For the American military, new technology is revolutionizing all aspects of their missions. But not only in how they fight the enemy on the battlefield. It also has dramatically changed the work of JPAC — the US military's Joint POW/MIA Accounting Command at Hickam Air Force Base in Hawaii. This command is tasked with finding and identifying American soldiers, sailors, airmen, guardsmen and Marines who have fallen in action. Since World War II, they number over 80,000.

For years, JPAC search teams and scientists relied in eyewitness accounts, personal affects and dental records to identify the remains. Now, they have a powerful new tool: DNA.

• Catch the ' War Stories Classic: Leave No One Behind,' Monday, March 23 at 3 a.m. ET

"We're using DNA in about 80 percent of the cases," said Dr. Thomas Holland, scientific director at JPAC. "Nowadays, they're getting DNA out of fragments the size of your thumbnail. It has revolutionized how we do business. We're going back to cases that were on the shelf when I got here, and had been on the shelf since the early 1980s and we're resolving those cases now because of DNA."

Said Holland, "It's amazing where we've come in a relatively short period of time."

For the families who have waited years for information about the fate of their loved ones, giving DNA samples can finally mean answers. Laverne Ransbottom's son, Freddie Joel, went missing during battle in Vietnam in 1968. For years, she and her family waited for any news about the fate of the eldest of three boys. The new technology gave her renewed hope.

"The first time that I ever heard about DNA, I was sitting there wide eyed," said Laverne in her home in Edmond, OK. "And I was absolutely blown away that this is happening. And I couldn't wait to fill out the paperwork and give (JPAC) my arm, you know? Take the blood, let's go!"

The remains of Freddie Joel were recovered in Vietnam in 2006 and confirmed by his personal affects, dental records, as well as DNA.

His mother Laverne had finally found some peace: "We're so happy he's now home."

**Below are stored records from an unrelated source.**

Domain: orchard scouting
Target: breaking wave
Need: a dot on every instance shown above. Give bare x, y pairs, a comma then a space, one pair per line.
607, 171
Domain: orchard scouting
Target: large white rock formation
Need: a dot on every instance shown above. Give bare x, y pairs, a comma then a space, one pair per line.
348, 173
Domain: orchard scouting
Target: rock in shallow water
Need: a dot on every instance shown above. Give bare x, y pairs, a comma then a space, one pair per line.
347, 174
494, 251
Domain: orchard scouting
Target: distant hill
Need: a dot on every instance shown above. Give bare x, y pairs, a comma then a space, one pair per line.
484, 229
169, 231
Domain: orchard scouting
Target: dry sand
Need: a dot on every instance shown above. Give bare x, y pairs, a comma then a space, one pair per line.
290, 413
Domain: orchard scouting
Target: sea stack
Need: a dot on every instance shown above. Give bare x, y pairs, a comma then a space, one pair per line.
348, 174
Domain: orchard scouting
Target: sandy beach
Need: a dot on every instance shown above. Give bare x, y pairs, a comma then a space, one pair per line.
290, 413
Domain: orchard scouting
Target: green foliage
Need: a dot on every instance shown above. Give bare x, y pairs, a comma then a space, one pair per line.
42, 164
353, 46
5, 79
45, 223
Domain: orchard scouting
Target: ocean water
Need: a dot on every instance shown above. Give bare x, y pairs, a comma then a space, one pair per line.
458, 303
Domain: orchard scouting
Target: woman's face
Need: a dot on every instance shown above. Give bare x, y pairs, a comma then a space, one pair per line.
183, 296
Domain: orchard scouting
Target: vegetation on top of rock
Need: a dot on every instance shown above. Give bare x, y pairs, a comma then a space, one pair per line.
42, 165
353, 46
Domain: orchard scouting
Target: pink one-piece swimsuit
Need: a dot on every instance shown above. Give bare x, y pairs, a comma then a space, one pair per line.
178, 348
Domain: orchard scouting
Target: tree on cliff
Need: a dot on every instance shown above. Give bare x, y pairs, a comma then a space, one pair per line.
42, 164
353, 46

JPAC identifies approximately 100 cases a year. That number could be substantially higher if more families with relatives who are missing in action from America's wars gave a DNA sample to JPAC.

"That is the biggest holdup that we have," says Dr. Holland.

"For the Vietnam War, it is very good," says laboratory director Dr. John Byrd about the number of family samples JPAC currently has on record. "A high percentage of the families of the missing have donated samples. With the Korean War, it has been a challenge for us over the last several years to get those family reference samples. But at this point we are proud to say approximately half of the families of the 8,100 missing have donated a DNA sample. But that still leaves approximately half that have not. And it is a big problem for us in our identification efforts."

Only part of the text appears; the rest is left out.